Поезд под названием «Норд-Экспресс», сообщение Санкт-Петербург — Париж, отходил с Балтийского вокзала поздно вечером.
Дед поехал меня провожать — как ни пытался я его убедить, что этого делать не нужно. И теперь он с изумлением смотрел на Корицкого, который стоял на перроне рядом с мужчиной и женщиной средних лет — отцом и матерью, видимо.
Дед с семейством Корицких сухо раскланялся. Они ответили тем же.
— Ты не говорил мне, что Корицкий едет с вами, — отведя меня в сторону, сказал дед. — Он — в группе сопровождения?
— Нет. Он — в команде.
Дед охнул:
— И ты молчал?!
— А должен был сообщить? Ты ведь на это никак не повлиял бы.
Дед покачал головой:
— Будь осторожен, Костя. Прошу тебя. Корицкие — это… В общем, от этих людей можно ожидать чего угодно! Любой подлости. А вы со Станиславом — в одной команде.

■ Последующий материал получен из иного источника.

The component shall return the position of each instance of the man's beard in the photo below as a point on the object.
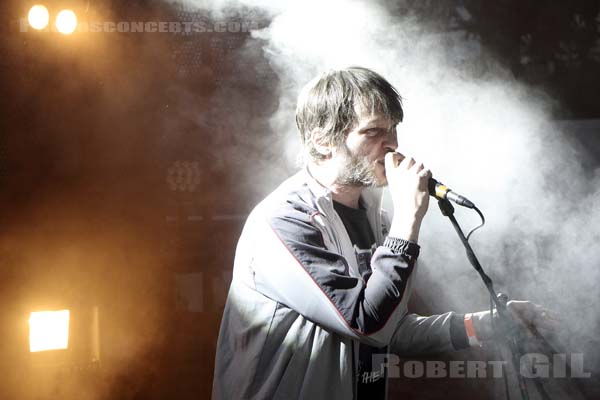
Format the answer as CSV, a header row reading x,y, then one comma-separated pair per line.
x,y
356,170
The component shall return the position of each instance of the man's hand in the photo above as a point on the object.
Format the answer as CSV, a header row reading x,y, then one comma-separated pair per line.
x,y
408,183
528,315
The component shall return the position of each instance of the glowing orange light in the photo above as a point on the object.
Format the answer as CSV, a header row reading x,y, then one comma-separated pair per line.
x,y
48,330
38,17
66,22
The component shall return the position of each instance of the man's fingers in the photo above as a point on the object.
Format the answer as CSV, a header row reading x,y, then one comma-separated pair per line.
x,y
407,163
391,160
425,173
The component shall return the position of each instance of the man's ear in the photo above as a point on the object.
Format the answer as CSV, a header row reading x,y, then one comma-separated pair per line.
x,y
321,142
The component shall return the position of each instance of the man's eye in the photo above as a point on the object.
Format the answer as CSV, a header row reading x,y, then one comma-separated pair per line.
x,y
373,132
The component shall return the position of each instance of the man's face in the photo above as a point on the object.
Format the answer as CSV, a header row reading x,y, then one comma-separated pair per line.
x,y
360,160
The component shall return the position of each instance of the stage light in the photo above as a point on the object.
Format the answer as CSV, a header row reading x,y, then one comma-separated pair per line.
x,y
48,330
66,22
38,17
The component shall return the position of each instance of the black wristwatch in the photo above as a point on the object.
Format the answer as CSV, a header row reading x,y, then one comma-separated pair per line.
x,y
401,246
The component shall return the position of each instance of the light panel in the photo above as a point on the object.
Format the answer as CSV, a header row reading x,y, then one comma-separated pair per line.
x,y
48,330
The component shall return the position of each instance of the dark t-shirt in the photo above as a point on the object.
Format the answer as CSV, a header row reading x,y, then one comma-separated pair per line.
x,y
370,378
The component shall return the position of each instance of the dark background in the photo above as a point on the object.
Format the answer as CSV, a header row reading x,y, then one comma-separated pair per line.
x,y
121,183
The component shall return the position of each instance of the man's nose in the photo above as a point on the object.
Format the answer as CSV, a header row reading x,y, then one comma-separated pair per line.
x,y
391,140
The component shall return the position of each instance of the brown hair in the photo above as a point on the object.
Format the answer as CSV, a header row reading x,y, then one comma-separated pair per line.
x,y
331,102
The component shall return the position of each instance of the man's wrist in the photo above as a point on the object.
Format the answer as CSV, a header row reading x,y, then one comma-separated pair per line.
x,y
407,231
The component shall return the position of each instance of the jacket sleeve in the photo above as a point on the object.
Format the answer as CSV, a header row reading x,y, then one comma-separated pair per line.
x,y
418,335
291,264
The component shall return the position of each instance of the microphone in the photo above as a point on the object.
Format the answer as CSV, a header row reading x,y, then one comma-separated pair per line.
x,y
441,192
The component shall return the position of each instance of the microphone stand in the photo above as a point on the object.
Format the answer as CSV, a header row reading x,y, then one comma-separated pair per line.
x,y
505,329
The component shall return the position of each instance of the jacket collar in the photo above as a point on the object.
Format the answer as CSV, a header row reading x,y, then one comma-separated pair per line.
x,y
370,197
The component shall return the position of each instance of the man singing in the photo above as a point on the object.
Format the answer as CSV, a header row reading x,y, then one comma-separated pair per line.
x,y
322,276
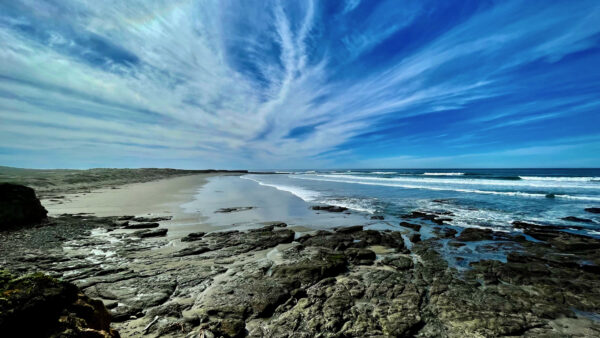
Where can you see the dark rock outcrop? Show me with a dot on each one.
(19, 206)
(475, 234)
(40, 306)
(593, 210)
(577, 219)
(142, 225)
(329, 208)
(194, 236)
(151, 233)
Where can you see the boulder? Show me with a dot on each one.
(142, 225)
(145, 233)
(415, 227)
(475, 234)
(40, 306)
(577, 219)
(194, 236)
(19, 206)
(329, 208)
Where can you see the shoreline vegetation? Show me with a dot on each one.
(275, 280)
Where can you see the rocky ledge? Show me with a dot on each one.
(40, 306)
(350, 282)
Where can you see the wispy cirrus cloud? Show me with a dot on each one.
(282, 84)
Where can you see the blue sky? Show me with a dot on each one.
(299, 84)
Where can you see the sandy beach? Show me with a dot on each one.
(162, 198)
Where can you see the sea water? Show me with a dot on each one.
(484, 198)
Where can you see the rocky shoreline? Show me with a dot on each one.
(83, 275)
(350, 282)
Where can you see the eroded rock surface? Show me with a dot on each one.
(19, 206)
(350, 282)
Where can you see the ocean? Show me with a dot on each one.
(483, 198)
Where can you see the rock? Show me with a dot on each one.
(350, 229)
(329, 208)
(40, 306)
(151, 233)
(142, 226)
(577, 219)
(445, 232)
(320, 263)
(400, 262)
(415, 227)
(194, 236)
(593, 210)
(19, 206)
(475, 234)
(151, 219)
(360, 256)
(433, 217)
(120, 223)
(189, 251)
(235, 209)
(415, 238)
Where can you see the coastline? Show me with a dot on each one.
(210, 273)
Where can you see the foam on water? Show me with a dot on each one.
(560, 179)
(304, 194)
(443, 174)
(380, 182)
(358, 204)
(479, 182)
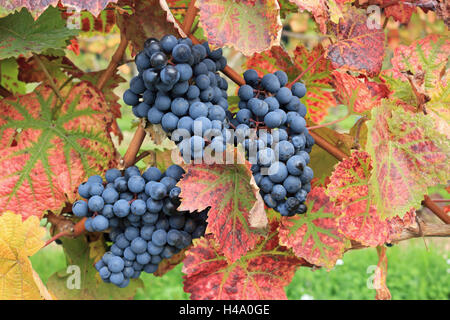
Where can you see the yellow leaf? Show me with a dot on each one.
(18, 241)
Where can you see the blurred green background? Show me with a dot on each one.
(413, 273)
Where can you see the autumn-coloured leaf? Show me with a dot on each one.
(359, 219)
(314, 236)
(401, 11)
(148, 20)
(269, 61)
(21, 33)
(323, 162)
(47, 152)
(317, 80)
(168, 264)
(90, 284)
(227, 190)
(409, 155)
(319, 96)
(89, 23)
(61, 68)
(379, 281)
(260, 274)
(318, 9)
(37, 7)
(358, 94)
(357, 47)
(248, 25)
(426, 56)
(19, 239)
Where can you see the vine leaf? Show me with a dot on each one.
(231, 196)
(168, 264)
(8, 76)
(269, 61)
(148, 20)
(248, 25)
(46, 152)
(37, 7)
(357, 47)
(409, 155)
(20, 33)
(61, 68)
(318, 9)
(401, 11)
(319, 96)
(317, 81)
(259, 274)
(359, 219)
(321, 161)
(314, 236)
(425, 59)
(90, 23)
(19, 240)
(358, 94)
(91, 286)
(379, 281)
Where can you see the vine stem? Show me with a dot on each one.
(49, 77)
(436, 209)
(416, 231)
(329, 123)
(129, 158)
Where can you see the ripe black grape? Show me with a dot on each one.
(140, 212)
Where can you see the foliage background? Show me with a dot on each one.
(414, 271)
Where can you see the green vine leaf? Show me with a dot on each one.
(20, 33)
(228, 190)
(409, 155)
(91, 286)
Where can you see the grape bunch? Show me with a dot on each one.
(141, 213)
(271, 123)
(179, 87)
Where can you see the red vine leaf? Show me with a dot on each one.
(314, 236)
(317, 80)
(248, 25)
(168, 264)
(39, 6)
(409, 155)
(427, 57)
(60, 68)
(358, 94)
(43, 163)
(379, 281)
(227, 190)
(259, 274)
(148, 20)
(357, 47)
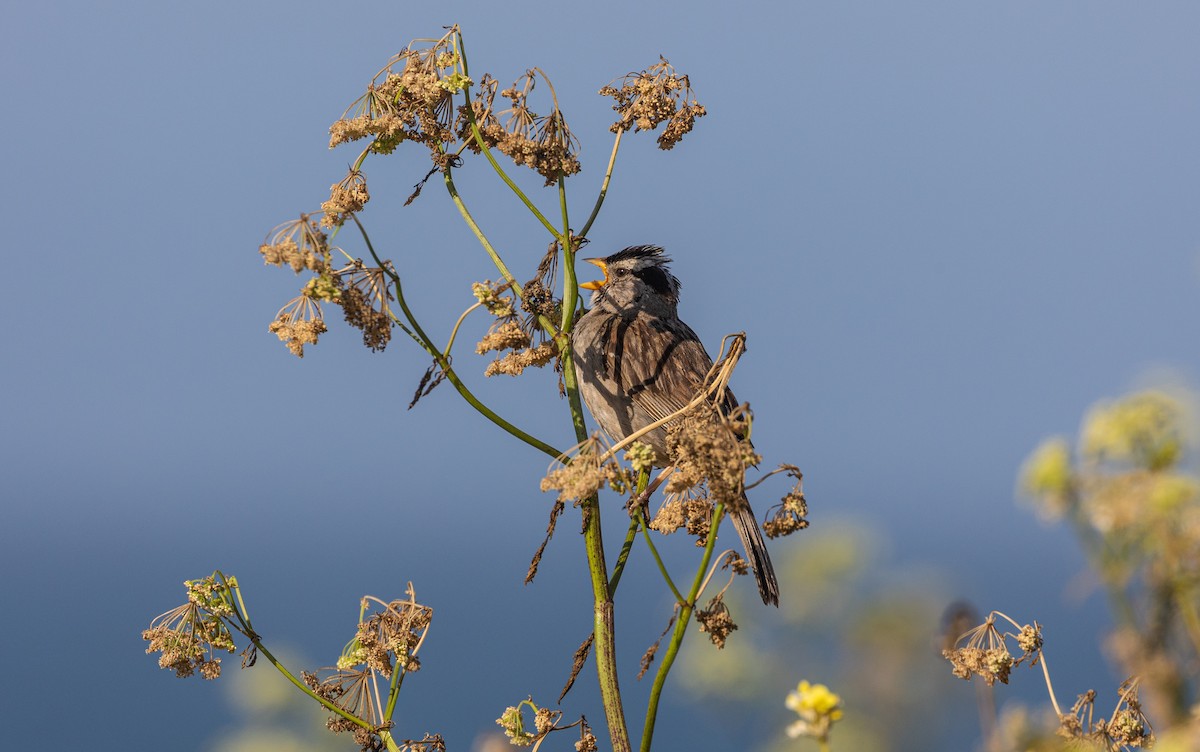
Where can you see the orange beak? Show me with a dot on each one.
(599, 283)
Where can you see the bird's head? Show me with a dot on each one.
(637, 277)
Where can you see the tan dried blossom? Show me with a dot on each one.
(708, 449)
(733, 560)
(298, 324)
(393, 636)
(717, 621)
(583, 474)
(299, 244)
(791, 513)
(1127, 728)
(543, 143)
(514, 725)
(651, 97)
(985, 654)
(190, 635)
(364, 299)
(514, 364)
(504, 335)
(640, 456)
(587, 741)
(346, 198)
(409, 98)
(693, 513)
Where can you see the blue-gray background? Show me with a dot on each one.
(948, 228)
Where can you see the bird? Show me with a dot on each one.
(639, 362)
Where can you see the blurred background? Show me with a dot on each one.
(947, 228)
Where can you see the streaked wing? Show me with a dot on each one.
(659, 368)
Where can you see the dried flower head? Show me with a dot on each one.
(581, 475)
(389, 637)
(690, 512)
(504, 335)
(651, 97)
(791, 513)
(299, 323)
(514, 364)
(513, 722)
(299, 244)
(409, 98)
(543, 143)
(364, 298)
(347, 197)
(190, 635)
(985, 651)
(708, 449)
(717, 620)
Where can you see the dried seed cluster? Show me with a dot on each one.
(543, 143)
(715, 620)
(651, 97)
(411, 98)
(190, 635)
(583, 474)
(985, 651)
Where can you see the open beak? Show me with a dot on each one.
(599, 283)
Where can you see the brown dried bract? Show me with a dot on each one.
(651, 97)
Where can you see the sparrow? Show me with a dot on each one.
(639, 362)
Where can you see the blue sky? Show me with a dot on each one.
(947, 229)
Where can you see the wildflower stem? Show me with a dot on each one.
(658, 559)
(685, 608)
(604, 186)
(1045, 672)
(487, 152)
(643, 477)
(444, 362)
(487, 246)
(243, 625)
(628, 546)
(454, 332)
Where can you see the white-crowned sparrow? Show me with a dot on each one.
(637, 364)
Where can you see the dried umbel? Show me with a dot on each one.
(708, 449)
(1126, 728)
(411, 98)
(983, 651)
(715, 620)
(581, 475)
(651, 97)
(364, 296)
(347, 197)
(299, 323)
(190, 635)
(543, 143)
(791, 513)
(299, 244)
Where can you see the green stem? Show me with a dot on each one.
(487, 152)
(635, 522)
(658, 559)
(623, 557)
(685, 608)
(423, 340)
(244, 626)
(604, 186)
(487, 246)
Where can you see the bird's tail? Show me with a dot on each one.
(756, 552)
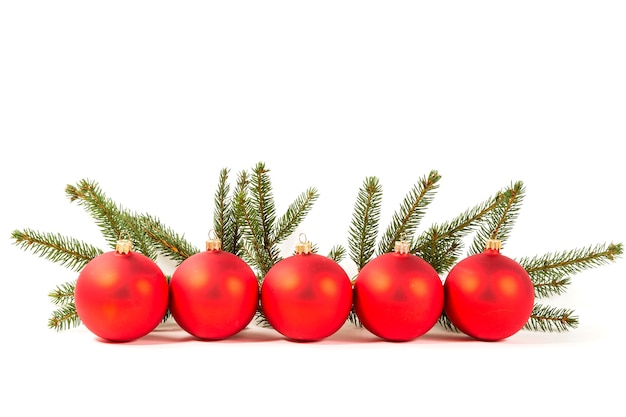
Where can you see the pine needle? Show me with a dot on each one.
(63, 293)
(165, 241)
(66, 251)
(551, 319)
(406, 219)
(364, 226)
(498, 223)
(442, 245)
(64, 318)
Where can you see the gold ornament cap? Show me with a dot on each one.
(124, 245)
(303, 246)
(402, 247)
(214, 243)
(493, 244)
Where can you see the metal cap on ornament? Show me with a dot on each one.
(493, 244)
(214, 243)
(123, 246)
(303, 246)
(402, 247)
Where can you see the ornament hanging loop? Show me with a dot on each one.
(124, 244)
(213, 243)
(493, 244)
(402, 246)
(303, 246)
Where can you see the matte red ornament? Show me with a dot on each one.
(488, 296)
(306, 297)
(213, 294)
(121, 295)
(398, 296)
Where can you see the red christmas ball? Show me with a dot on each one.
(398, 296)
(121, 295)
(488, 296)
(213, 294)
(306, 297)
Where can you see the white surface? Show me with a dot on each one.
(152, 99)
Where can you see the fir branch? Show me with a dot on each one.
(546, 286)
(364, 226)
(441, 245)
(63, 293)
(405, 221)
(551, 319)
(69, 252)
(253, 244)
(166, 242)
(570, 262)
(236, 232)
(223, 222)
(498, 223)
(112, 219)
(64, 318)
(445, 323)
(337, 253)
(354, 319)
(296, 212)
(103, 210)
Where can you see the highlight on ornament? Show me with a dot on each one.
(408, 278)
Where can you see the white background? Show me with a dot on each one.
(152, 99)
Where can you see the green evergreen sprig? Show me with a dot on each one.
(63, 294)
(405, 221)
(67, 251)
(498, 222)
(64, 318)
(164, 240)
(112, 219)
(551, 319)
(245, 220)
(363, 230)
(441, 245)
(551, 272)
(262, 231)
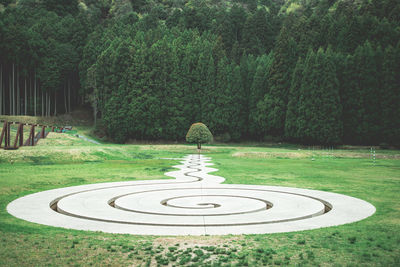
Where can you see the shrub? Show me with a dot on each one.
(199, 134)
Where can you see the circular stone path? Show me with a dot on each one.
(195, 203)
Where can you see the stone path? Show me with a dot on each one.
(195, 203)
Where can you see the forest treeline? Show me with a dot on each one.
(310, 71)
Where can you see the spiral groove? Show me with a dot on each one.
(195, 203)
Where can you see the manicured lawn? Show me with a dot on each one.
(64, 160)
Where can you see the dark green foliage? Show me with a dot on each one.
(199, 134)
(318, 107)
(248, 69)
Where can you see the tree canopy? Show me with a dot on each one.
(314, 72)
(199, 134)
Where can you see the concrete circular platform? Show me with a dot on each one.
(194, 203)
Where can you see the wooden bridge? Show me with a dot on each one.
(19, 138)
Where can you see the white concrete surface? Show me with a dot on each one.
(194, 203)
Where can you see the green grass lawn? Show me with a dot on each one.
(64, 160)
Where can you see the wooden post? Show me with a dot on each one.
(8, 136)
(42, 135)
(19, 135)
(3, 132)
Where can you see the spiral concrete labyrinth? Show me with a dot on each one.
(195, 203)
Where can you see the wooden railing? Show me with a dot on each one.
(19, 137)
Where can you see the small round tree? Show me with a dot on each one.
(199, 134)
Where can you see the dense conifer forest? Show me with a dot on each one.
(306, 71)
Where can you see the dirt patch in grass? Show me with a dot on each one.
(308, 154)
(272, 154)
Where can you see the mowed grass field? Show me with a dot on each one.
(64, 160)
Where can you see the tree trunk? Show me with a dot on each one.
(30, 90)
(69, 96)
(35, 97)
(42, 104)
(26, 99)
(13, 90)
(49, 108)
(46, 110)
(65, 100)
(18, 95)
(1, 90)
(55, 103)
(10, 93)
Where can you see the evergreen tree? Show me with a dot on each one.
(279, 82)
(291, 123)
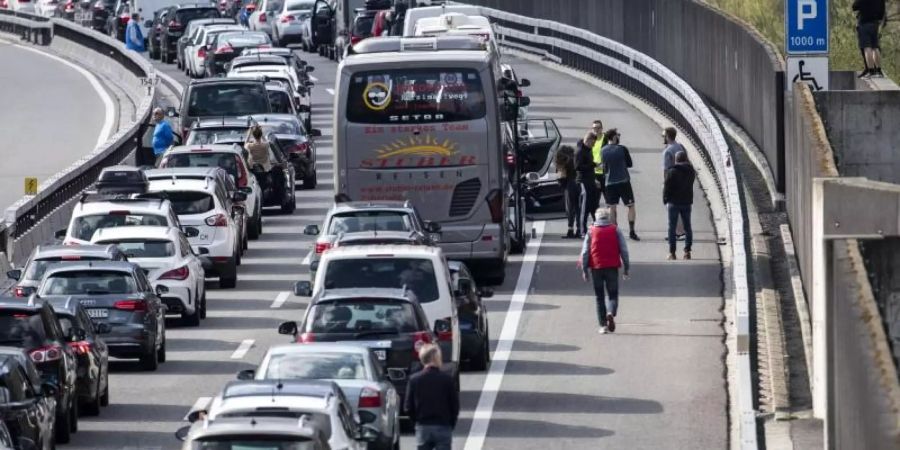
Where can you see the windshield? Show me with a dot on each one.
(316, 366)
(228, 100)
(442, 95)
(89, 282)
(416, 274)
(85, 226)
(369, 221)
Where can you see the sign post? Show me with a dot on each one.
(806, 25)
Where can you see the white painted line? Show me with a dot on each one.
(242, 349)
(282, 297)
(482, 417)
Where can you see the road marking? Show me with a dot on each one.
(282, 297)
(482, 417)
(242, 349)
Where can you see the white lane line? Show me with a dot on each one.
(242, 349)
(282, 297)
(109, 118)
(482, 417)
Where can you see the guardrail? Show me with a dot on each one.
(32, 220)
(651, 81)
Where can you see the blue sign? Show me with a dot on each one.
(806, 26)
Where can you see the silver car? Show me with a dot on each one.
(353, 367)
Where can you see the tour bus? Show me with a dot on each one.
(419, 119)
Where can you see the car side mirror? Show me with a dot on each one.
(303, 289)
(288, 328)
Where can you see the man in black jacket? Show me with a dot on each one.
(678, 196)
(432, 402)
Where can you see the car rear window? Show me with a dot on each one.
(89, 282)
(316, 366)
(362, 315)
(85, 226)
(23, 329)
(228, 100)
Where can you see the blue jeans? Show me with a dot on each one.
(685, 212)
(434, 437)
(606, 281)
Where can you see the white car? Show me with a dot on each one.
(231, 158)
(289, 24)
(202, 202)
(170, 264)
(96, 211)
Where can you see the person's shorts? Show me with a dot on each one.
(867, 35)
(619, 191)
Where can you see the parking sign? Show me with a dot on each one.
(806, 26)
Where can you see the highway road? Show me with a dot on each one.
(53, 115)
(658, 382)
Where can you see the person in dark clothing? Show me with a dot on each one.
(432, 402)
(565, 172)
(584, 176)
(870, 15)
(678, 196)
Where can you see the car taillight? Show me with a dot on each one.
(81, 347)
(219, 220)
(369, 398)
(180, 273)
(130, 305)
(46, 354)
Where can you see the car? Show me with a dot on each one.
(119, 295)
(191, 31)
(356, 371)
(473, 319)
(320, 405)
(421, 270)
(231, 158)
(351, 217)
(170, 263)
(228, 45)
(287, 28)
(91, 353)
(178, 18)
(27, 404)
(34, 328)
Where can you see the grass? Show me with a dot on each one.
(767, 16)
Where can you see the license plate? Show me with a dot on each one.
(97, 313)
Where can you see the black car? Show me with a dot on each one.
(27, 405)
(91, 352)
(392, 318)
(118, 295)
(35, 328)
(176, 22)
(227, 46)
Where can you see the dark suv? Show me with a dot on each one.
(36, 330)
(176, 22)
(27, 406)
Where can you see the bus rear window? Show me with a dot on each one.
(415, 96)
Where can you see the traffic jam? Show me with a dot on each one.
(428, 203)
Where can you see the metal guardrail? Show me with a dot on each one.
(646, 78)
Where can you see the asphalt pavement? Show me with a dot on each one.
(658, 382)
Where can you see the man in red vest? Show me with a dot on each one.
(603, 252)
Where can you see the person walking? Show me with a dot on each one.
(678, 196)
(432, 402)
(584, 176)
(603, 252)
(616, 162)
(163, 136)
(565, 173)
(870, 15)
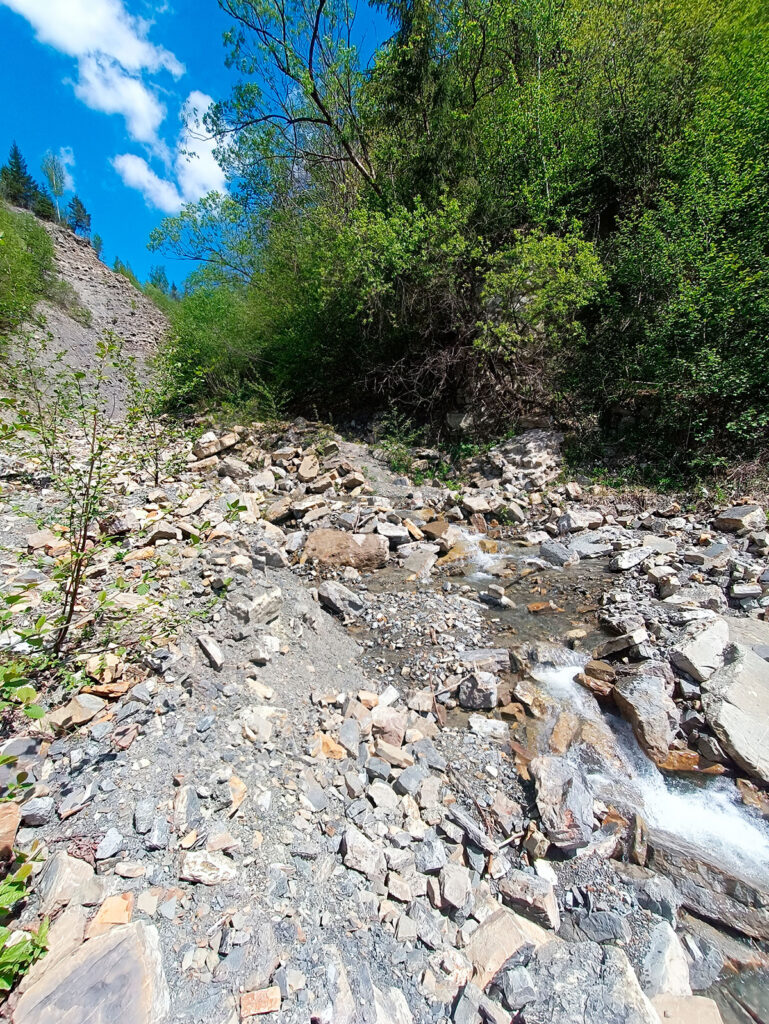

— Капитан которой — я, — напомнил я. — Не волнуйся. У нас было время пообщаться, Корицкий уже понял, у кого длиннее, больше не рыпается.
— Что, прости? — удивился дед.
— Ничего, — я хлопнул его по плечу. — Говорю: всё пройдёт отлично, не переживай.
— Мне бы твою уверенность, — дед покачал головой. — Ох!.. Чуть не забыл. Хотел вручить дома, в окружении всей семьи, в торжественной обстановке — так, как мы делали это всегда, по традиции рода. Но вокруг тебя вечно такая суета! — Он покачал головой. — Невозможно даже сказать, когда представится случай… В общем, вот, — дед вытащил из саквояжа карманные часы.
Золотой корпус, золотая цепочка — выглядел подарок внушительно.